Bruenig continued, pointing out another argument that pro-capital punishment believers use.  

“American prisons, or perhaps under any intolerable confinement, are said to be so deplorable, that death is actually a humane alternative,” she said.

Bruenig continued: “It always occurs to me when these arguments come up, and none of this needs to remain abstract. These lives are lived by people whose stories can be solicited,” she said. “This is where I can provide some information, just some specifics, to fill out these getting general claims. That way we can judge them better.”

Bruenig later noted that nearly every inmate she met preferred to spend life in prison than die, invalidating the idea that prison is a worse alternative than death.

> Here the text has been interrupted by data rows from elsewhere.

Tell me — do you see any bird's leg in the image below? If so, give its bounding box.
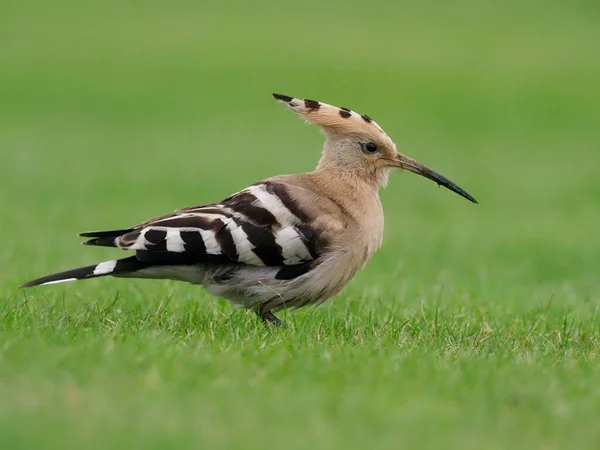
[256,307,285,328]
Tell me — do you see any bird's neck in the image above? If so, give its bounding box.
[311,166,383,222]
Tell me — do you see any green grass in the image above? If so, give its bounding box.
[0,0,600,449]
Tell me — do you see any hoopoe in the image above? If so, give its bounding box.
[21,94,477,325]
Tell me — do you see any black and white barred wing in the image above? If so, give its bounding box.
[87,183,336,267]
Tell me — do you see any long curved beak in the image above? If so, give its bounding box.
[397,153,477,203]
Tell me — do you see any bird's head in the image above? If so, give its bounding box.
[273,94,477,203]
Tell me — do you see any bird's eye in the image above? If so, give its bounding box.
[362,142,377,153]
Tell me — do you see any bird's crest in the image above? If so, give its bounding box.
[273,93,387,137]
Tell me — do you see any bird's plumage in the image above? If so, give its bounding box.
[23,94,474,321]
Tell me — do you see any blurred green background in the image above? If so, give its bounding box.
[0,0,600,448]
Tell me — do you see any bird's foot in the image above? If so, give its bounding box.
[258,311,286,328]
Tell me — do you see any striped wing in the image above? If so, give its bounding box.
[98,182,328,270]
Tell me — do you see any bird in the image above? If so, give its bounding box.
[20,93,477,326]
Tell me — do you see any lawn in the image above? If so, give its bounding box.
[0,0,600,450]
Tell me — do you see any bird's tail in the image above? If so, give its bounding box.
[19,256,149,288]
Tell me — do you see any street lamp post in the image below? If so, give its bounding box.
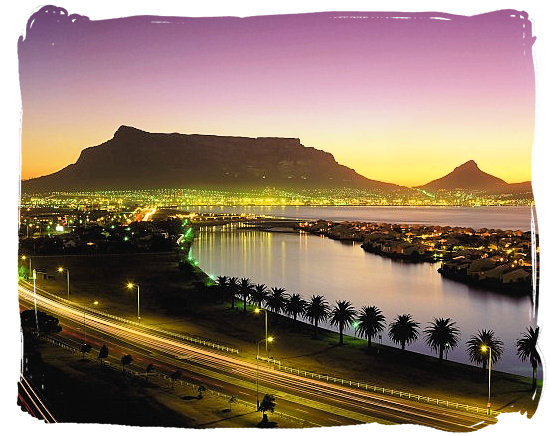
[126,283,141,323]
[21,255,32,277]
[254,307,271,357]
[57,266,71,300]
[256,336,273,410]
[481,344,493,415]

She also references the “criminal menopause” that death row inmates often experience.

“Burl Kane, the longtime warden of Louisiana’s infamous Angola prison and current commissioner of the Mississippi Department of Corrections describes this phenomenon to criminal menopause. Natural waning of criminal desire with the passage of time thanks to these sometimes decades long gaps between conviction and execution I often meet prisoners on death row long after this change and many important changes have taken place,” she said.“I meet them after their crimes, and these are not the guys who they were when they committed their crimes.” 

Flooding the room with emotions, Bruenig shared multiple accounts of her first-hand experiences with death row inmates. 

She began with a moving story about Kenneth Smith, a 22 year old father of four who accepted compensation to kill a local minister’s wife. The judge in Kenny’s case used judicial override, overruling the jury’s sentence recommendation, and instead sentenced Kenny to death.  Bruenig had crossed paths with him after anticipating a botched execution, considering there were several ones preceding Kenny’s scheduled date. 

Regarding her relatively obscure experience of meeting Kenny only two weeks before his scheduled execution, she shared some of the moments she appreciated. 

“It is a very strange journey to get to know someone who’s scheduled to die in about two weeks. If you ever had the opportunity, I wouldn’t dissuade you. In fact, in Kenny’s case, there were a number of benefits and getting to know Kenny.”

In addition, Bruenig described getting to know family members of death row prisoners, specifically Kenny’s wife Dee. 

“I also came to know his wife, Dee. And in my frequent interviews with them, I repeatedly raised the question of how their marriage had endured despite the intensely anxious and grim conditions they found themselves and learn that they shared a devotion to Christ, and that they had developed the practice of living strictly within the moment together and treating vanishingly small quantities of time as limitless in their emotional potential,” she said.

She also referenced multiple relationships she had built with death row members and their families, often attesting to their resilience and strength. 

I approached Bruenig with a reporter from Notre Dame’s student newspaper, the Observer, after the talk to ask some questions. We asked her about the emotional weight of her work, and the responsibility she holds as a journalist. 

“These events definitely have to be covered. It’s the only way there’s going to be accountability. It’s a government function unlike any other: executing peacetime citizens,” she said.  “And you absolutely have to, have to, you have to have an independent media present. It’s disturbing to me that prisons and government agencies are allowed to select their media witnesses for executions, that seems contrary to the process.” 

Bruenig also referenced journalists who cover executions but might not tell the whole story. 

“And oftentimes, those are great journalists that get chosen, but oftentimes these are journalists … who don’t print anything more than that the execution happened. So if you want someone who’s really critical, you’re gonna have to go in there and do it yourself. And it’s just one of our obligations in the profession. It is difficult.” 

She continued by speaking on the emotional impact that followed one of the executions she witnessed. 

“I cried in the shower that night. I mean, I just sat down and cried. But you know, that’s after my obligations.”